Normal is having tears waiting behind every smile when you realize someone important is missing from all the important events in your families' life.
Normal is not sleeping very well because a thousand 'what if's' and 'why didn't I's' go through your head constantly.
Normal is having the TV on the minute I wake up and the last thing on before I go to sleep at night,the need for noise because the silence is deafening.
Normal is every happy event in my life always being backed up with sadness lurking close behind because of the hole in my heart.
Normal is seeing Lisa, Dee, and Ray at the cemetery visiting their brothers grave, or my grandchildren visiting their dad's grave, and thinking, how could this be normal? They shouldn't have to be going through this.

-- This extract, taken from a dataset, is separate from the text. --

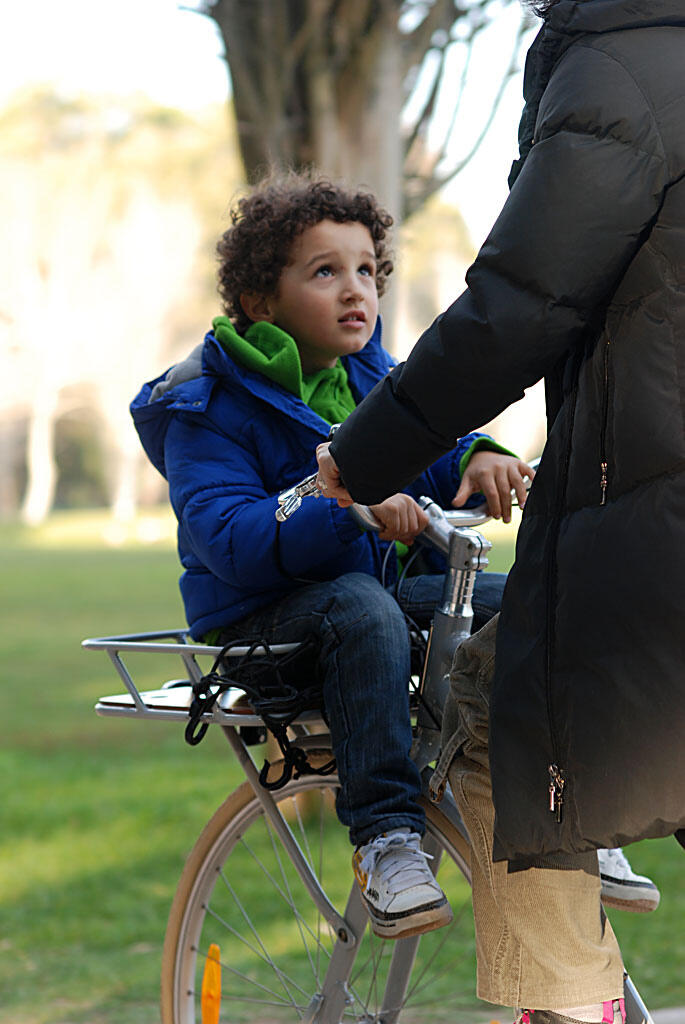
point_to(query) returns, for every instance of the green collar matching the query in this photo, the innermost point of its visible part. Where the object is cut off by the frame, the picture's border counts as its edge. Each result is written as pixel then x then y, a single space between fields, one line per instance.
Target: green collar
pixel 268 350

Normal is telling the story of Bobby's death as if it were an everyday common place activity and then gasping in horror at how awful it sounds. And yet realizing it has become part of our normal.
Normal is each year coming up with the difficult task of how to honor your child's memory and their birthday and survive those days. And trying to find the balloon or flag that fits the occasion. Happy Birthday? Not really.
Normal is my heart warming and yet sinking at the sight of that ugly plant in the front flower bed and thinking how Bobby liked it and how much I didn't.
Normal is listening for the phone to ring asking if I can go take him to a doctors appointment. Normal is disliking jokes about death, funerals. Bodies being referred to as cadavers when you know they were once someone's loved one.
Normal is being impatient with everything, but someone stricken with grief over the loss of their child.
Normal is feeling a common bond with friends in England, Australia, Netherlands, Canada, and all over the USA, but yet never having met any of them face to face.
Normal is a new friendship with another grieving mother and meeting for coffee and talkingand crying together over our children and our new lives.And worrying together over our living children.
Normal is being too tired to care if you paid the bills, cleaned house or did laundry or if there is any food in the house. Normal is wondering this time whether you are going to say you have 3 or 4 children because you will never see this person again and it is not worth explaining that one of them is in heaven. And yet when you say only 3 to avoid that problem you feel horrible as if you have betrayed that child. And last of all normal is hiding all the things that have become normal for you to feel, so that everyone around you will think that you are "normal". My Bobby has been gone since May 2, 2001. These things are what is 'normal' for me now.